13. Ablösen des Pankreaskopfes
Unter Durchtrennung der zuführenden Venenäste erfolgt die vollständige Ablösung des Pankreaskopfes.
14. Durchtrennung Jejunum
Anschließend wird die flexura duodenojejunales mobilisiert und es erfolgt der retrokolische Durchzug des oralen Jejunalstumpfes in den rechten Oberbauch.
15. Durchtrennung der retropankreatische Platte und Resektion
Situs nach abgeschlossener Resektionsphase und Abgabe des Resektats, sowie Duchführen eines Schnellschnitts von der Pankreasresektionsfläche zum Nachweis der Resektion im Gesunden.
Tipp: Es ist auf die Schonung der A. und V. mesenterica superior zu achten.
16. Naht Mesoschlitz
Der Mesoschlitz, der dem Durchzug des Jejunalstumpfes gedient hat, wird wieder verschlossen.
17. Übernähung Jejunalstumpf
Die Klammernahtreihe des transmesokolisch hochgezogenen aboralen Jejunalstumpfes wird nun übernäht.
18. Anlage des Pankreatiko-Jejunostomie I
Die Pankreatiko-Jejunostomie wird End-zu-Seit angelegt. Hierfür erfolgen zunächst durchgreifende Hinterwandnähte.
19. Anlage des Pankreatiko-Jejunostomie II - duct-to-mucosa
Nach punktförmiger Eröffnung des Jejunums korrespondierend zum Ductus-Pankreaticus erfolgt die Gang-zu-Mukosa Naht. Abschließend fortlaufende durchgreifende Vorderwandnaht.

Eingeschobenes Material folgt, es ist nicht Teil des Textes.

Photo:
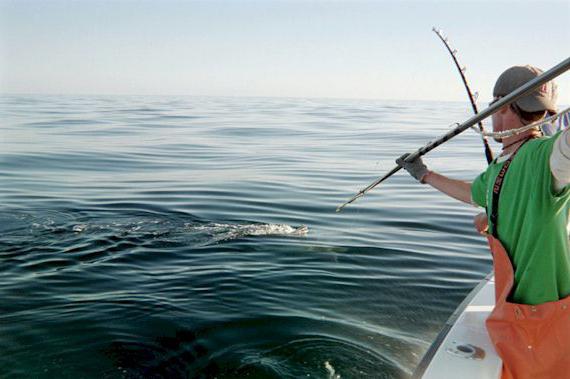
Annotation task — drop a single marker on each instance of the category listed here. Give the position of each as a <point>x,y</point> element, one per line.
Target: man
<point>530,325</point>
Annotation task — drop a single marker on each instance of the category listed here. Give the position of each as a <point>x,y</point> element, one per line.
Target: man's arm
<point>457,189</point>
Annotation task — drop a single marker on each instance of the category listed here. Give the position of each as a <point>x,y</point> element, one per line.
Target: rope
<point>547,123</point>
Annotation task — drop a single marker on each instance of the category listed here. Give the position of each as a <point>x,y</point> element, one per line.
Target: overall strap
<point>494,216</point>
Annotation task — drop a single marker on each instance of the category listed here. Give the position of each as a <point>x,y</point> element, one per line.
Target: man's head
<point>540,101</point>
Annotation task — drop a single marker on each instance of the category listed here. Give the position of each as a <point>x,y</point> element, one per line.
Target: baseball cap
<point>542,99</point>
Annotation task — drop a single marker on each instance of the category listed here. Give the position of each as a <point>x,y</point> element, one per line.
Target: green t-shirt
<point>532,222</point>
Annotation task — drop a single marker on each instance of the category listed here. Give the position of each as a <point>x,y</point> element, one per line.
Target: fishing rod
<point>513,96</point>
<point>472,98</point>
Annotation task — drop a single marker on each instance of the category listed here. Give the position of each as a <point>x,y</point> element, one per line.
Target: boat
<point>463,348</point>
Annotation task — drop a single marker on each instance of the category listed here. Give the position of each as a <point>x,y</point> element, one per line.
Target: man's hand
<point>481,223</point>
<point>416,168</point>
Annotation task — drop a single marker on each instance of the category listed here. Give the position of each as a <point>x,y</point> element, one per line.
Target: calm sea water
<point>164,237</point>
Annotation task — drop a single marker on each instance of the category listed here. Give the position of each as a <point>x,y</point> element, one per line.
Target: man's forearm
<point>457,189</point>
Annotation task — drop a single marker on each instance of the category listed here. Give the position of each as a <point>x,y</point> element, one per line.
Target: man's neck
<point>511,144</point>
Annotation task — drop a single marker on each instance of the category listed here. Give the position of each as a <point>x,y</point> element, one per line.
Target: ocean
<point>196,237</point>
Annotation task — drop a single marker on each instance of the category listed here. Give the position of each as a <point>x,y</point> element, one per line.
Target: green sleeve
<point>542,157</point>
<point>479,190</point>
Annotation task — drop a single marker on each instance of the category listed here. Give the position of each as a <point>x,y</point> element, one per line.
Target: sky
<point>325,49</point>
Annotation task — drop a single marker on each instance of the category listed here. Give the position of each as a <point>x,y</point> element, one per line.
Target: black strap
<point>497,191</point>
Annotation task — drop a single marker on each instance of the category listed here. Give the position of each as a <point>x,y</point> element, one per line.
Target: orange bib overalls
<point>532,340</point>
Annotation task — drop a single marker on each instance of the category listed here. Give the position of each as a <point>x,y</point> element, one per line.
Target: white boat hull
<point>463,349</point>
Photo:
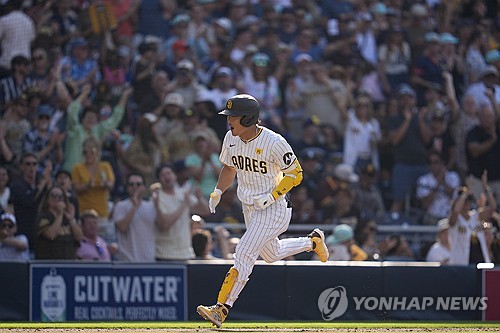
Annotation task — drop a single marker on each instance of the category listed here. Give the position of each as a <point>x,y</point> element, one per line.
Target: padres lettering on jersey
<point>247,164</point>
<point>258,162</point>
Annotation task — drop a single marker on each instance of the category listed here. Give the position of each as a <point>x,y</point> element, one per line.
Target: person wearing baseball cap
<point>440,250</point>
<point>341,245</point>
<point>12,247</point>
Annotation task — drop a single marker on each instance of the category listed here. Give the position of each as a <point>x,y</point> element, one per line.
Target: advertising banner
<point>89,292</point>
<point>491,290</point>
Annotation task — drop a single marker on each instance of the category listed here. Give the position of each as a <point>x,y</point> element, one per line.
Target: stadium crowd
<point>109,133</point>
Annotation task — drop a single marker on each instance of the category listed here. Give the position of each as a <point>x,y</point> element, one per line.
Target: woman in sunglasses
<point>58,233</point>
<point>12,246</point>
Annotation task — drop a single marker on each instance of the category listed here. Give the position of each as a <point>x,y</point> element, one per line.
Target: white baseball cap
<point>345,172</point>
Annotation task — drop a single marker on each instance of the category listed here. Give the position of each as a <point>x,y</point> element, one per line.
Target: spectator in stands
<point>43,72</point>
<point>58,233</point>
<point>492,246</point>
<point>92,246</point>
<point>342,247</point>
<point>202,244</point>
<point>434,189</point>
<point>18,32</point>
<point>483,152</point>
<point>487,90</point>
<point>228,210</point>
<point>135,220</point>
<point>463,222</point>
<point>409,134</point>
<point>466,119</point>
<point>180,140</point>
<point>304,210</point>
<point>27,193</point>
<point>63,180</point>
<point>204,165</point>
<point>152,101</point>
<point>126,13</point>
<point>4,190</point>
<point>453,60</point>
<point>306,42</point>
<point>440,250</point>
<point>223,87</point>
<point>310,137</point>
<point>368,197</point>
<point>170,116</point>
<point>417,27</point>
<point>64,21</point>
<point>362,134</point>
<point>93,181</point>
<point>474,57</point>
<point>185,82</point>
<point>80,68</point>
<point>46,145</point>
<point>78,129</point>
<point>179,36</point>
<point>323,97</point>
<point>365,235</point>
<point>174,206</point>
<point>12,246</point>
<point>15,125</point>
<point>264,86</point>
<point>294,112</point>
<point>394,61</point>
<point>427,72</point>
<point>396,248</point>
<point>145,68</point>
<point>114,71</point>
<point>339,207</point>
<point>145,154</point>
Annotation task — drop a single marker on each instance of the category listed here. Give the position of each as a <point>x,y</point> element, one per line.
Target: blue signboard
<point>107,292</point>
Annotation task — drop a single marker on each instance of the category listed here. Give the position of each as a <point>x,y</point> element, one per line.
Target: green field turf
<point>262,326</point>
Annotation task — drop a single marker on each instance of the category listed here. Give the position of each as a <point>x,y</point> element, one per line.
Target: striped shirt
<point>10,90</point>
<point>258,162</point>
<point>17,31</point>
<point>459,237</point>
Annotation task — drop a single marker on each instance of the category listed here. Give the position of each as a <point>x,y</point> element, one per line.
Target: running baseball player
<point>267,169</point>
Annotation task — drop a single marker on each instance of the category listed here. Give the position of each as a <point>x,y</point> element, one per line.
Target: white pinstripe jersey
<point>258,162</point>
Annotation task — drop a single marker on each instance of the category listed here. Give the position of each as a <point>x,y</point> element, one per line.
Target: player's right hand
<point>214,200</point>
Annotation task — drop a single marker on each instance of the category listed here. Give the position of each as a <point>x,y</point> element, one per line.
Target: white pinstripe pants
<point>261,238</point>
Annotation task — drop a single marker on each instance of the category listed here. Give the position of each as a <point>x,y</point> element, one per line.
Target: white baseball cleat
<point>216,314</point>
<point>319,246</point>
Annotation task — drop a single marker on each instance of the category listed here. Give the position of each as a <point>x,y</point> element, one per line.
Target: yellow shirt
<point>97,196</point>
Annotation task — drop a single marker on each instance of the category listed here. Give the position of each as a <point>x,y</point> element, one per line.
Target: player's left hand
<point>263,201</point>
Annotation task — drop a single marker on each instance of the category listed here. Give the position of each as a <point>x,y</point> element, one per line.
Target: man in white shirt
<point>17,32</point>
<point>135,220</point>
<point>12,247</point>
<point>440,250</point>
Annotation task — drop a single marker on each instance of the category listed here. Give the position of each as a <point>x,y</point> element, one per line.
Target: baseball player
<point>267,169</point>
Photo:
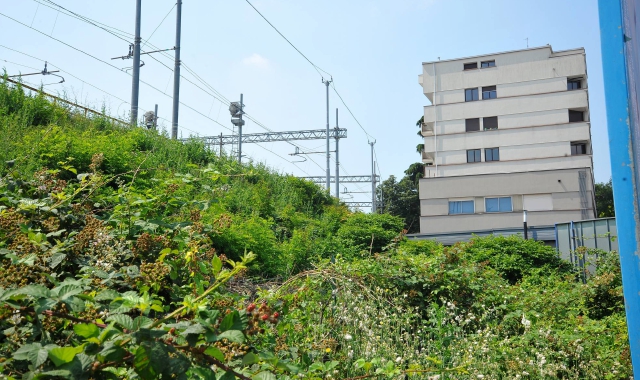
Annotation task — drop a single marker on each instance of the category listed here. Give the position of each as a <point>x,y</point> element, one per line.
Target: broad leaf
<point>36,291</point>
<point>215,352</point>
<point>232,335</point>
<point>86,330</point>
<point>122,320</point>
<point>65,291</point>
<point>264,375</point>
<point>62,355</point>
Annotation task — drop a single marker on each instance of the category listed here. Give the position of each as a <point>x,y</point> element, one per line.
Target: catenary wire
<point>108,29</point>
<point>104,27</point>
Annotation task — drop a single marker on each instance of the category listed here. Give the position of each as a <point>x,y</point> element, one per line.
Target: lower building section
<point>497,201</point>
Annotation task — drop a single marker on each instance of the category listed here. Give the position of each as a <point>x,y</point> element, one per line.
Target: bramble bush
<point>124,254</point>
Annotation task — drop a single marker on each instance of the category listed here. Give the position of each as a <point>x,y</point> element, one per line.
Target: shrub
<point>369,232</point>
<point>514,257</point>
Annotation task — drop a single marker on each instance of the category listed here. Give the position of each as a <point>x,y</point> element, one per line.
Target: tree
<point>604,199</point>
<point>400,198</point>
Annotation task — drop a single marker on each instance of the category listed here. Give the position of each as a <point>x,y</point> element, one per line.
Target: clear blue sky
<point>373,49</point>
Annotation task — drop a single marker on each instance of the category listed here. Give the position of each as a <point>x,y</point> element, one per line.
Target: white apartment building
<point>504,133</point>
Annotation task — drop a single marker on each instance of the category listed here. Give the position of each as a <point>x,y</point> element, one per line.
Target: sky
<point>372,49</point>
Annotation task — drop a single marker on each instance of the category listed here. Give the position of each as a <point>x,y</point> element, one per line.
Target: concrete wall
<point>561,186</point>
<point>534,138</point>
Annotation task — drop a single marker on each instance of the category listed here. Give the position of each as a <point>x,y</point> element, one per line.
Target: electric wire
<point>160,24</point>
<point>105,28</point>
<point>316,67</point>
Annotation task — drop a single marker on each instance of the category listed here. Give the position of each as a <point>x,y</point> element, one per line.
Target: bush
<point>369,232</point>
<point>514,257</point>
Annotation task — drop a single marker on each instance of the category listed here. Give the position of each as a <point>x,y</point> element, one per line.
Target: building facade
<point>504,133</point>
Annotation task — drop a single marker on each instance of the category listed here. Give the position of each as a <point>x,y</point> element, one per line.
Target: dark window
<point>490,122</point>
<point>470,94</point>
<point>461,207</point>
<point>578,148</point>
<point>473,155</point>
<point>492,154</point>
<point>472,124</point>
<point>489,92</point>
<point>576,116</point>
<point>574,84</point>
<point>502,204</point>
<point>488,64</point>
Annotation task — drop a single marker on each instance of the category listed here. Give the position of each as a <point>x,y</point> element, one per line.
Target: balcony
<point>427,158</point>
<point>427,129</point>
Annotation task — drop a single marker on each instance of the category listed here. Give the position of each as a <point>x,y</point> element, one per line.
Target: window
<point>578,148</point>
<point>488,64</point>
<point>492,154</point>
<point>470,94</point>
<point>489,92</point>
<point>490,123</point>
<point>471,66</point>
<point>461,207</point>
<point>473,155</point>
<point>502,204</point>
<point>576,116</point>
<point>472,124</point>
<point>574,84</point>
<point>538,202</point>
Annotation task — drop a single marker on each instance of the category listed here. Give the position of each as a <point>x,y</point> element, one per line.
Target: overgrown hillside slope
<point>125,254</point>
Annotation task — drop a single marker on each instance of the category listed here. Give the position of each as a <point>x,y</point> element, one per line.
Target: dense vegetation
<point>127,255</point>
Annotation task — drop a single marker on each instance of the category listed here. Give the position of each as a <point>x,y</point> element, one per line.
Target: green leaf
<point>62,355</point>
<point>65,291</point>
<point>107,294</point>
<point>232,335</point>
<point>194,329</point>
<point>264,375</point>
<point>216,265</point>
<point>56,259</point>
<point>150,360</point>
<point>231,321</point>
<point>36,291</point>
<point>250,358</point>
<point>111,352</point>
<point>44,304</point>
<point>122,320</point>
<point>23,352</point>
<point>86,330</point>
<point>215,353</point>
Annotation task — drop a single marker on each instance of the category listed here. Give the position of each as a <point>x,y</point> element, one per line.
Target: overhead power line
<point>119,34</point>
<point>316,67</point>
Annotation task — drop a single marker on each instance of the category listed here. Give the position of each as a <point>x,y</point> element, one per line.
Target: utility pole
<point>327,82</point>
<point>337,159</point>
<point>236,110</point>
<point>135,85</point>
<point>240,133</point>
<point>176,73</point>
<point>373,181</point>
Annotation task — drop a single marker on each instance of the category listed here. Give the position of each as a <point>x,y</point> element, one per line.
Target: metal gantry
<point>312,134</point>
<point>342,178</point>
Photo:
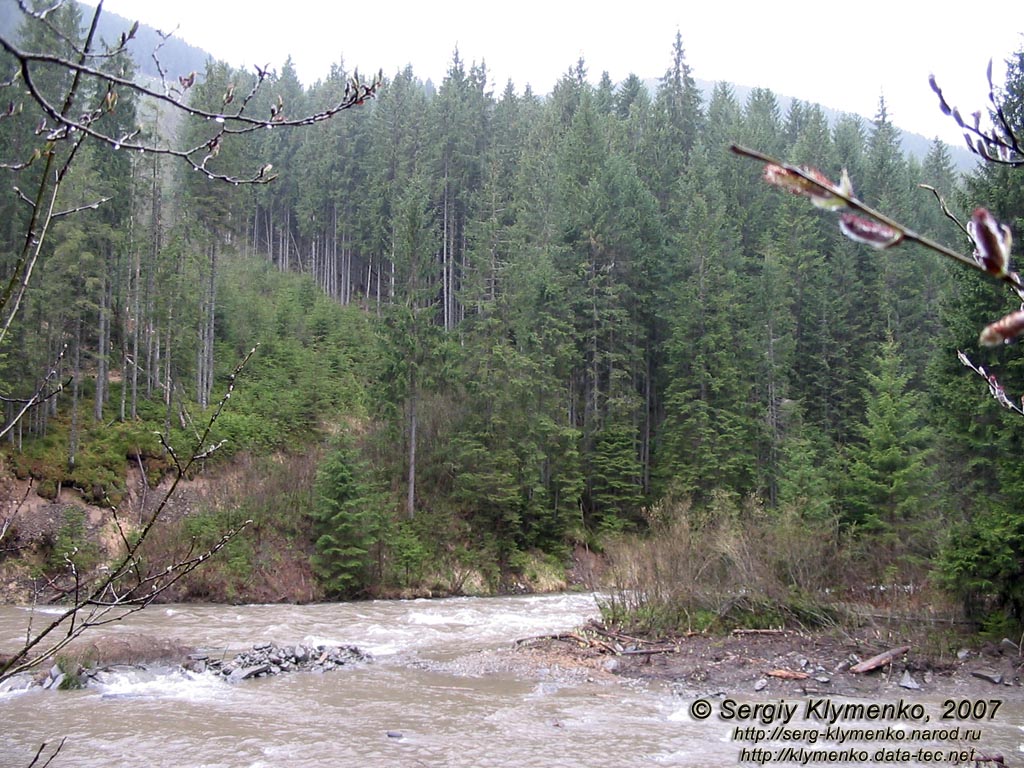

20. Biliodigestive Anastomose
Oral der Pankreatiko-Jejunostomie (ca. 5-8 cm) Anlage der spannungsfreien Choledocho-/ Hepatiko-Jejunostomie als End-zu-Seit Anastomose. Diese, nach antimesenterialem Eröffnen des Duodenums, mit monofilem resorbierbarem Material angelegt (Einzelknopfnähte).
21. Duodeno-Jejunostomie
Die Rekonstruktionsphase schließt die fortlaufend genähte, ca. 40 cm distal der Choledocho-/Hepatiko-Jejunostomie gelegene, End-zu-Seit Duodenojejunostomie zur Wiederherstellung der Nahrungspassage ab.
Tipp: Die Duodeno-Jejunostomie wird antekolisch gelegt und fortlaufend genäht (resorbierbar, monofil, 4-0). Antekolisch ist hierbei die Position des Magens während die Jejunalschlinge zur Pankreas- und Gallengangsanastomose retrokolisch durch das Mesokolon transversum gelegt wird.